Las relaciones entre los gobiernos sandinistas de Nicaragua y la Iglesia Católica tienen una historia peculiar. Quizá el momento más significativo de esa relación fue la interrupción de una misa del Papa Juan Pablo II en la Plaza de la Revolución de Managua.
Es muy extraño que esta actividad litúrgica sea interrumpida. Más todavía si es el sumo pontífice quien está oficiando, y si son los propios feligreses los que interrumpen. “Queremos la paz”, gritaba un numeroso grupo de asistentes. Juan Pablo II interrumpió el ritual, molesto: “el Papa también quiere la paz”, dijo.
También llamó la atención que el Papa se negara a corresponder el saludo del sacerdote y reconocido poeta, ministro de Cultura del primer gobierno sandinista, Ernesto Cardenal.
Había fondo en este distanciamiento en el jerarca católico y la iglesia nicaragüense.

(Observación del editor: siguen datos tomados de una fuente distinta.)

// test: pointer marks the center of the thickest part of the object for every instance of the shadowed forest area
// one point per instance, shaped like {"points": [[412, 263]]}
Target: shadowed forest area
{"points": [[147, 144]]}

El Papa había vivido décadas en Polonia bajo el régimen soviético. Sabía lo que significaba para la iglesia, y para la sociedad, vivir bajo un régimen así. No entendía que amplios sectores de la iglesia católica nicaragüense simpatizaran con ese modelo de gobierno.
Recientemente, en México, un sacerdote jesuita, entusiasmado por el triunfo electoral de López Obrador, presentó una homilía que pudo ser leída como una apología de la autocracia. Dijo luego que fue malentendido.
Lo que es claro es que hay sectores, dentro del catolicismo y fuera de él, que se entusiasman simplemente con que un político o una organización se declaren de izquierda, o en favor de los pobres.
Lo que recuerda el principio básico de la seducción (o uno de ellos): decirle a la gente lo que quiere oír. Me declaro de izquierda (que en México y otros países de Latinoamérica es sinónimo de ser decente) y consigo apoyos. Pongo a los pobres como prioridad en mis dichos y lo mismo.
Pero lo que cuenta en la política, y en muchos otros ámbitos de la vida, son los actos y sus consecuencias. Los tacos de lengua son baratos.
Los lamentables hechos en Nicaragua, el acoso brutal del gobierno contra la Iglesia Católica y en particular contra los jesuitas, recuerdan la multicitada definición de democracia de Popper: “un método para evitar que los malos gobiernos hagan demasiado daño, y para deshacernos de ellos sin derramamiento de sangre”.
A algunos les parecerá poca cosa. No a los nicaragüenses que han sido gobernados por Daniel Ortega.